This week on the Adeline & Lumiere Blog we’re (pre) celebrating St Patricks Day! With that in mind, I thought I’d use a recipe that was given to me by my Aunty when I visited Ireland a few years ago. I had the best time in the Emerald Isle and with Fitzgerald as my surname, I felt right at home!
It was a few years ago, it still remains one of the best trips I’ve been on. Trekking through the Killarny National Park, walking up Mt Brandon (2nd highest mountain in Ireland… on the worst Irish Whiskey hangover of all time), ‘kissing the Blarney Stone’ and staying with the most welcoming and hospitable family on Earth, were among some of Ireland’s most memorable moments. We stayed on my Aunty & Uncle’s beautiful farm. Complete with horses, pheasant-hunting dogs and cooking on the Aga!… ahhh, what a life!
So, back to the cake. This Irish Tea Cake is commonly called Brack. It’s soaked in tea overnight so it’s deliciously moist. The recipe has not one ounce of fat in it, lucky, because Brack is best served slathered in butter. I swear to this day, Irish butter is the best in the world. I couldn’t find any at the supermarket but I found the next best thing… Tasmanian Butter! Big thanks to my Aunty Jan for this recipe (off the top of her head too!).

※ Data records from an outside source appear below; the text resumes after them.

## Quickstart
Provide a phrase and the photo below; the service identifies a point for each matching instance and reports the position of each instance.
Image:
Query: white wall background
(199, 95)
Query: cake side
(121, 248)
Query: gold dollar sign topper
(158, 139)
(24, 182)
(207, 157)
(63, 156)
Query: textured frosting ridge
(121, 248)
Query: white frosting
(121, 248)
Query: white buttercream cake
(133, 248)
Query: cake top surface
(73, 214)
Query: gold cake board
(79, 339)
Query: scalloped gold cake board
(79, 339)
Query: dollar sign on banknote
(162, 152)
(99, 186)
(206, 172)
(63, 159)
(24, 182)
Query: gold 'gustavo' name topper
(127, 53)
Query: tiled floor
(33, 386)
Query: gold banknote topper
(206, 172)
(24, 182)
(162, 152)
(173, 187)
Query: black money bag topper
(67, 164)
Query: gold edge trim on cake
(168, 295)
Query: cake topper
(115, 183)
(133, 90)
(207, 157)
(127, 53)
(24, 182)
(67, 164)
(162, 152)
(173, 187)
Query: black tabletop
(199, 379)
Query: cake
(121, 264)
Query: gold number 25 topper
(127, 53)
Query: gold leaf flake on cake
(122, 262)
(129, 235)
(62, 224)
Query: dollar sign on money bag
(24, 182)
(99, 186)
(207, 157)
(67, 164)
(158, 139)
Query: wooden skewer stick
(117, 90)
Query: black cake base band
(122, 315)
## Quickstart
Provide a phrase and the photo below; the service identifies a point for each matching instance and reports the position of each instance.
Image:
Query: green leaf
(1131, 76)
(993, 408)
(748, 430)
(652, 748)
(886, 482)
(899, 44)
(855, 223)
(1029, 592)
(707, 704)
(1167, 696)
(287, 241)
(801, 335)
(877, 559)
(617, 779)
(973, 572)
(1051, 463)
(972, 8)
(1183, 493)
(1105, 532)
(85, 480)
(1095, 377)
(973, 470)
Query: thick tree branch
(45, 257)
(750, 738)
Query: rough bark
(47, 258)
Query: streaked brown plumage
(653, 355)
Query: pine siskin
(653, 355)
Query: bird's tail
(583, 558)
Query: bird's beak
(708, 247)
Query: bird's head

Brack tastes best slathered with fresh butter and a nice cup of tea :)
500g mixed fruit
400ml strong black tea
500g self raising flour
500g brown sugar
1 tsp mixed spice
1. Preheat oven to 170ºC.
2. Soak mixed fruit and peel in the strong black tea overnight or for at least four hours.
3. Add flour, sugar and egg and beat until well incorporated.
4. Pour mixture into a 25x25cm tin, cover with tin foil and bake for 1.5 hours.